São Pio V nasceu em 1504 com o nome de Miguel Ghisleri, em Bosco Marengo, na Itália. Desde jovem, ingressou na Ordem Dominicana, onde se destacou pela inteligência, pela austeridade de vida e pelo compromisso com a verdade. Mais tarde, sua trajetória o levou a cargos de grande responsabilidade na Igreja, incluindo inquisidor e bispo, até ser eleito Papa em 1566. Desde o início do pontificado, São Pio V demonstrou firmeza moral e espiritual, enfrentando desafios internos e externos à fé católica com coragem admirável.
Como Papa, ele se dedicou a aplicar as decisões do Concílio de Trento e a reformar costumes dentro da própria Cúria. Rejeitou o nepotismo, combateu a simonia e obrigou os bispos a residirem em suas dioceses. Embora muitos o criticassem por sua rigidez, ele agiu com o propósito de restaurar a integridade da Igreja e proteger a fé do povo. Reduziu os gastos do Vaticano e usou os recursos para ajudar os pobres durante períodos de escassez, como em 1566, quando distribuiu alimentos e instalou serviços de saúde.
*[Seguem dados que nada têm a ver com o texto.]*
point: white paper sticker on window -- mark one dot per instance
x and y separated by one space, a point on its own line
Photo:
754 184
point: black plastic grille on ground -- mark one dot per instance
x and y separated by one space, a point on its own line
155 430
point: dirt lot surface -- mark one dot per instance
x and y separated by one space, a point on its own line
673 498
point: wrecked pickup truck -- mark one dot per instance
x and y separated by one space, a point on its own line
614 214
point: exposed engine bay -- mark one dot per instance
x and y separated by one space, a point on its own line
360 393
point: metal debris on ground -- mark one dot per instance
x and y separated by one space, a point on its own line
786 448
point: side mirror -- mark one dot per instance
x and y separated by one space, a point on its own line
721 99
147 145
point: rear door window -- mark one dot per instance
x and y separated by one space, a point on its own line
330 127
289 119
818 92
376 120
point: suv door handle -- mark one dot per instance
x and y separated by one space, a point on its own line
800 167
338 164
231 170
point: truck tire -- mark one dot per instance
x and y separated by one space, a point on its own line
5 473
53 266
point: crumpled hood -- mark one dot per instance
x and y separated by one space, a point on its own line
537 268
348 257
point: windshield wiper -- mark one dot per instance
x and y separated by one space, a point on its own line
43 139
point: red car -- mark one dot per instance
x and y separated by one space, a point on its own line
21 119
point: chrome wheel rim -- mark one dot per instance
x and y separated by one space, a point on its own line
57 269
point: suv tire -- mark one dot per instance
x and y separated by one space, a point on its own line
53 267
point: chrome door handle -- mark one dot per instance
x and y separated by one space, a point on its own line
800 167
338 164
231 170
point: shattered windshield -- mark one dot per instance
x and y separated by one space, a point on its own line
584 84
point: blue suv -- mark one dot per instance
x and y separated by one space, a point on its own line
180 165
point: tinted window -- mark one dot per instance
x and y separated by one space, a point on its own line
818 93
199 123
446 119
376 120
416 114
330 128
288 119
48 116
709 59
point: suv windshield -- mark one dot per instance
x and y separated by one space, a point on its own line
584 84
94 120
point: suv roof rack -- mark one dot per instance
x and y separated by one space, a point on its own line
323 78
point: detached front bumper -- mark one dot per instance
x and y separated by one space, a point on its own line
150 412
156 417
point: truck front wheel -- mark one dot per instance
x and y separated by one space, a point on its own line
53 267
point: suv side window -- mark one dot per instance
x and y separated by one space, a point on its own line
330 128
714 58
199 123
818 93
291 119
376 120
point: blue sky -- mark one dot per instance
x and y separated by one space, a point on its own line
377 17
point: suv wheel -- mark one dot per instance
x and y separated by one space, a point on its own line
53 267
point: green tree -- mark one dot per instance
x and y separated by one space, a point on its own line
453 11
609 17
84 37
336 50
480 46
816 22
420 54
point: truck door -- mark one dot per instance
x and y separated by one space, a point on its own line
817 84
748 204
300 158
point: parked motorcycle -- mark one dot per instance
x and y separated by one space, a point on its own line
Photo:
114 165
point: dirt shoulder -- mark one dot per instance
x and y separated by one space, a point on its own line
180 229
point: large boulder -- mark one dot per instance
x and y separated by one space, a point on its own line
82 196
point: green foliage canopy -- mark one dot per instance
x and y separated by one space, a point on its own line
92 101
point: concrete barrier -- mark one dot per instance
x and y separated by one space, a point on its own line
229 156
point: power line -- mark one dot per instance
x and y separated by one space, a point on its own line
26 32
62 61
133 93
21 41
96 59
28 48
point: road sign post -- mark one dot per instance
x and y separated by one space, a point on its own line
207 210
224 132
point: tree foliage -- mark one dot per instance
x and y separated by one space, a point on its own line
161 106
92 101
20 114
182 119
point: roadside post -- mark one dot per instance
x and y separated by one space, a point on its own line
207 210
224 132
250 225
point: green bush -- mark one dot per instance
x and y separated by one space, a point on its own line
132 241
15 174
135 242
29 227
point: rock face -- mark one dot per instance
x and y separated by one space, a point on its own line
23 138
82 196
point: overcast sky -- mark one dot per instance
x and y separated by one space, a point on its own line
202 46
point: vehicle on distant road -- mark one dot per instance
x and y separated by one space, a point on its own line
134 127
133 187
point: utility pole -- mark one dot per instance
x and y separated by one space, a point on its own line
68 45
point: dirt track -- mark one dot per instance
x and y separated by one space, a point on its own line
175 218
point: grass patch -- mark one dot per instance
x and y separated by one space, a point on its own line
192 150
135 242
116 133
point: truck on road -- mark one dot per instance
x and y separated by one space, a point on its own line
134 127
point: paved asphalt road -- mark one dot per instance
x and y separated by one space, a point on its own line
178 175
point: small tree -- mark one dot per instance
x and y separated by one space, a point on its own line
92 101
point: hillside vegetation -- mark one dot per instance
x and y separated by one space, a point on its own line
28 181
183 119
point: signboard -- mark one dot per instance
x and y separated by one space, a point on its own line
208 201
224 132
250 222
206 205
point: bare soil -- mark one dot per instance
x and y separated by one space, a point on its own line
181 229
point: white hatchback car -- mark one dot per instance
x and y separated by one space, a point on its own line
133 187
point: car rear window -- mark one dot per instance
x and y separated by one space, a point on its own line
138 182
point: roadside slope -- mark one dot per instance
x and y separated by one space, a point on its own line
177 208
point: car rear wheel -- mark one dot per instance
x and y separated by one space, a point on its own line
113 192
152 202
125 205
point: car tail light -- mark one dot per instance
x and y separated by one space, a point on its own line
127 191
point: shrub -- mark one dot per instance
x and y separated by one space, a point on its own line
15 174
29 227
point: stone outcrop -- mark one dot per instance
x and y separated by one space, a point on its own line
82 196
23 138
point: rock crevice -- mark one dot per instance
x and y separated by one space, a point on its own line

São Pio V e a vitória da fé na Batalha de Lepanto
Em 1571, São Pio V enfrentou um dos maiores desafios do cristianismo: a ameaça otomana. Os turcos preparavam-se para um ataque naval decisivo no Golfo de Lepanto, o que colocaria toda a Europa cristã em risco. Ciente da gravidade da situação, o Papa convocou os fiéis à oração e pediu a intercessão da Virgem Maria por meio do Rosário. A resposta veio com a vitória da Liga Santa, coalizão organizada por ele com os Estados europeus, que derrotou os otomanos em uma das batalhas mais marcantes da história da Igreja.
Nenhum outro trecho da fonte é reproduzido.